You probably saw this in Ann's all-OIT email last week, but it's important and I wanted to repeat it here:
OIT’s senior management team has charged a committee from various areas across the department to address necessary OIT workstation security improvements. It is the senior management team’s position that OIT should be a leader in upholding University computer security standards.
OIT Security has identified several practices currently being used on OIT computers that could lead to security breaches:
- Use of secondary applications such as Flash, QuickTime, Acrobat, and Java that are not up-to-date with security patches are a leading contributor to computer infections.
- Excess old data files
- Unlocked and unattended workstations
- Machines routinely run with administrative privileges when not needed
- Non-encrypted laptops
- Excess personal use of University computers can lead to susceptibility from unsecured Web sites and malware
By becoming early adopters and leaders of responsible and secure computing practices at the University, OIT is positioned to set the example for the rest of the University. What can you as an individual do to help raise computer security awareness and keep University computers and data more secure? Here are just a few ways:
- Lock your computer when you leave your work area
- Delete your temporary and cached files
- Reduce the amount of private data stored on desktop and laptop computers
- Managers should make sure that all laptops in their areas are encrypted
- Reduce the time running your computer as administrator and other high-risk practices
In addition, the committee is working on plans to address these issues. Much of the work to be done as identified by the committee will be performed by FAST staff. FAST staff also will continue to encrypt Mac laptops, and plans to push more secondary application updates to Windows clients are being developed, as well. The plan is to have the identified issues significantly mitigated by March 15.

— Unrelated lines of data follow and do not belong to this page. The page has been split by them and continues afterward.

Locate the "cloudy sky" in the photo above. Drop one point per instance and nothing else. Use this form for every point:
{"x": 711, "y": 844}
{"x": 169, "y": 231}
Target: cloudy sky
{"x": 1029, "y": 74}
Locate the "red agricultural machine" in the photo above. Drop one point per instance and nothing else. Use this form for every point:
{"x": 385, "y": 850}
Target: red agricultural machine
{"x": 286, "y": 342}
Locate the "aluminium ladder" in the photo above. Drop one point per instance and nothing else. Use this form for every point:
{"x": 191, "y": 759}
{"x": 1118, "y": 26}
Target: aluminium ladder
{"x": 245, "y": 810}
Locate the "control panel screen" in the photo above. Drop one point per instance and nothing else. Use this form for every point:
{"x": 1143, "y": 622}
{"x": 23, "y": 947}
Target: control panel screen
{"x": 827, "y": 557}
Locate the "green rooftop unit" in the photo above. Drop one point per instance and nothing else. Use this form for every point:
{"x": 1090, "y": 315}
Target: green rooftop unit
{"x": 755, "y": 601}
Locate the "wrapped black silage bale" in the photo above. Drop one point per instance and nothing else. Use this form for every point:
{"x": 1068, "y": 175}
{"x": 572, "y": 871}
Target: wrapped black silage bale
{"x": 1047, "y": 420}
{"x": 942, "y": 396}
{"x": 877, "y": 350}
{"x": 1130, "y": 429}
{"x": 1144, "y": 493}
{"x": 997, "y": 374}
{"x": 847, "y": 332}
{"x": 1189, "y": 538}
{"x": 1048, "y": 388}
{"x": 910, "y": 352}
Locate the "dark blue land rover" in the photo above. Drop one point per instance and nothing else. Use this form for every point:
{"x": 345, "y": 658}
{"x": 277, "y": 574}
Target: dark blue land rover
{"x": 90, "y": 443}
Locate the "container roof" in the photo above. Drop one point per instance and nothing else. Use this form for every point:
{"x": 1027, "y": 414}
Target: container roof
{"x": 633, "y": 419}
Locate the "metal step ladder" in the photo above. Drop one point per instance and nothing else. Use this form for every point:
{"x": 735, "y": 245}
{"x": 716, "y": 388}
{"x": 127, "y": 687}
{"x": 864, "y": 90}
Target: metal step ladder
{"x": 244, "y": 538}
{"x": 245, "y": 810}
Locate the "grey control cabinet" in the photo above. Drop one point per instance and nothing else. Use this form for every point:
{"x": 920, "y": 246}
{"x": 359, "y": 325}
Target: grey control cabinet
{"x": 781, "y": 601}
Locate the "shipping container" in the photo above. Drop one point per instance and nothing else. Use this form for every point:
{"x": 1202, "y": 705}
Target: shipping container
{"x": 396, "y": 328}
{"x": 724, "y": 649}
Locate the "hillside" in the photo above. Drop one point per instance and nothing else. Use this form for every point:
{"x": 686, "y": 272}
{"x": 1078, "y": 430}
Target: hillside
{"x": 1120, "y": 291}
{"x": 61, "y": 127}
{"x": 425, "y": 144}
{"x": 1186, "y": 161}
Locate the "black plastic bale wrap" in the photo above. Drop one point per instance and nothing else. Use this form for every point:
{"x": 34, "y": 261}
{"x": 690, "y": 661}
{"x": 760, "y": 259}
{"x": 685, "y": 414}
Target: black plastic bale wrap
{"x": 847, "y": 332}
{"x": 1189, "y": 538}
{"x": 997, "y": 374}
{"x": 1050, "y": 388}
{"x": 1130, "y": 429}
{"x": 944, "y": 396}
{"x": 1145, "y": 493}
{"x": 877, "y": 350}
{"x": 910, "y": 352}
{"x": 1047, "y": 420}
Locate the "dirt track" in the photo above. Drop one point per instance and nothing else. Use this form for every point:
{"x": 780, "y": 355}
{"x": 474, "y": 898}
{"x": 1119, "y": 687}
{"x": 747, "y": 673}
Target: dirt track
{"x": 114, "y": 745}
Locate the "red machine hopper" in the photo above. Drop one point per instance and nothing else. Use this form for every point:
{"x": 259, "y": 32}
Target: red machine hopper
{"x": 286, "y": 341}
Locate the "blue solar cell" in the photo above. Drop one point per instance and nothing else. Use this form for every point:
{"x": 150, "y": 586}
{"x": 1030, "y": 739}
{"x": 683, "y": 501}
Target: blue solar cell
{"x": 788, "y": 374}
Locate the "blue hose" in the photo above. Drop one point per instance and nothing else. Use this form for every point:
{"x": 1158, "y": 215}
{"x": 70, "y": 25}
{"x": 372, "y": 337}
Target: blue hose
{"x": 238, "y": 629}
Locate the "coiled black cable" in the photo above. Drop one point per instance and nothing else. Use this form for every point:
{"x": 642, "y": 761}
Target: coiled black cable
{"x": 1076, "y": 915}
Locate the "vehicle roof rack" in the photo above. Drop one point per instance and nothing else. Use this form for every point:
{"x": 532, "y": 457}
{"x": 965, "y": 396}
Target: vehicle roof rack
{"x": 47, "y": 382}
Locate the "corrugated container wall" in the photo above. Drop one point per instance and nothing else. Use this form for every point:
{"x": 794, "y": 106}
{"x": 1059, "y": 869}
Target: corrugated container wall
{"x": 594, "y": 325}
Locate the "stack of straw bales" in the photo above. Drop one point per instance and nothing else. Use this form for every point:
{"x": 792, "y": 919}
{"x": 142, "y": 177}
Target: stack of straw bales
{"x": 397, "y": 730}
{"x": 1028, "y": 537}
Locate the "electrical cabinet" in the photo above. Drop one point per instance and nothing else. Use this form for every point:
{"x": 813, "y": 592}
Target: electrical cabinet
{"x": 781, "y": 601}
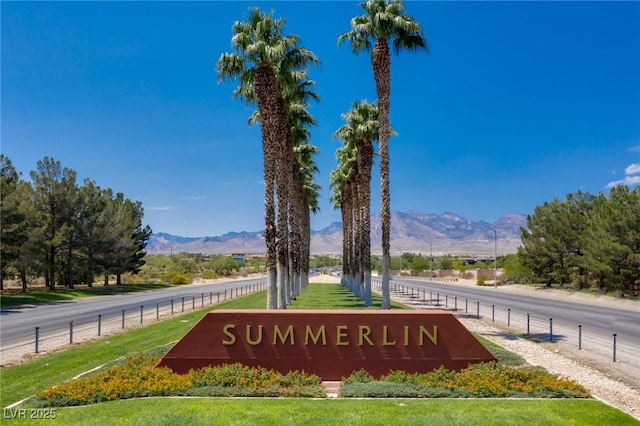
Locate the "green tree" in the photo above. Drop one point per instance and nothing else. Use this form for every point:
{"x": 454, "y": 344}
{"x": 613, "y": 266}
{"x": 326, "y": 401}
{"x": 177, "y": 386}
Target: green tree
{"x": 384, "y": 22}
{"x": 52, "y": 185}
{"x": 360, "y": 131}
{"x": 261, "y": 49}
{"x": 13, "y": 224}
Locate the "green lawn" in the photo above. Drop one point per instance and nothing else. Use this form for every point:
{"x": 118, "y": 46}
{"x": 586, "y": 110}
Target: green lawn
{"x": 308, "y": 412}
{"x": 24, "y": 380}
{"x": 333, "y": 296}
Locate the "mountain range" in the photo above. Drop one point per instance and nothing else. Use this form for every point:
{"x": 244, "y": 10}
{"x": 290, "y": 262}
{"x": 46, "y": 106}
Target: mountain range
{"x": 411, "y": 231}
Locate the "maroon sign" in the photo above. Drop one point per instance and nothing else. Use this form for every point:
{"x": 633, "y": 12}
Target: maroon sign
{"x": 330, "y": 344}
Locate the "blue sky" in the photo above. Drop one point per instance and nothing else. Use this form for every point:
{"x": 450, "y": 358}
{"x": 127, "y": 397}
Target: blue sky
{"x": 517, "y": 103}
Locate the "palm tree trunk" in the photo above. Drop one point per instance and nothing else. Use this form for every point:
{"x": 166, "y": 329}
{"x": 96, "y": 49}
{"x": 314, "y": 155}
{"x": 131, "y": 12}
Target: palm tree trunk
{"x": 382, "y": 73}
{"x": 265, "y": 84}
{"x": 364, "y": 166}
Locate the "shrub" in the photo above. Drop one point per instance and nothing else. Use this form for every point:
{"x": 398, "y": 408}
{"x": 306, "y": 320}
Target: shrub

We need to realize that, as part of Operations and Infrastructure, we support the most critical components of the University enterprise: databases, production services, data center, systems administration, storage, backups, disaster recovery planning. As such, it is even more important for us to protect access to our systems. Please take a moment this week to review your security settings. In particular, set your screensaver to lock your screen if you are away. That way, your computer should be safe even if you forget to lock your screen or logout when you go to meetings.
I'd like to follow up on the "Machines routinely run with administrative privileges when not needed" item.
There's a great article in Computer World that mentions how over 90% of vulnerabilities in Microsoft Windows could have been reduced (or in some cases, eliminated) by simply not being logged in with Administrator access.
Further, of the 154 bugs (critical or not) published and patched by Microsoft in 2008, up to 69% would have been blocked or reduced by running without local Administrator rights.
The report concludes that restricting the number of users who can log in with these privileges will "close the window of opportunity" for attackers. This is particularly true for users of Internet Explorer and Microsoft Office.
Just a followup on workstation security, which I wanted to bring to your attention - Paul Honsey (AC) sent the following note to all supervisors this week:
If you believe that an upgrade to one of these components will severely affect or break your ability to do work, please notify your manager this week.
I hope everyone understands the importance of improving the security of the University network, and the workstations that are attached to it. As Ann mentioned in her weekly email: it is the senior management team’s position that OIT should be a leader in upholding University computer security standards.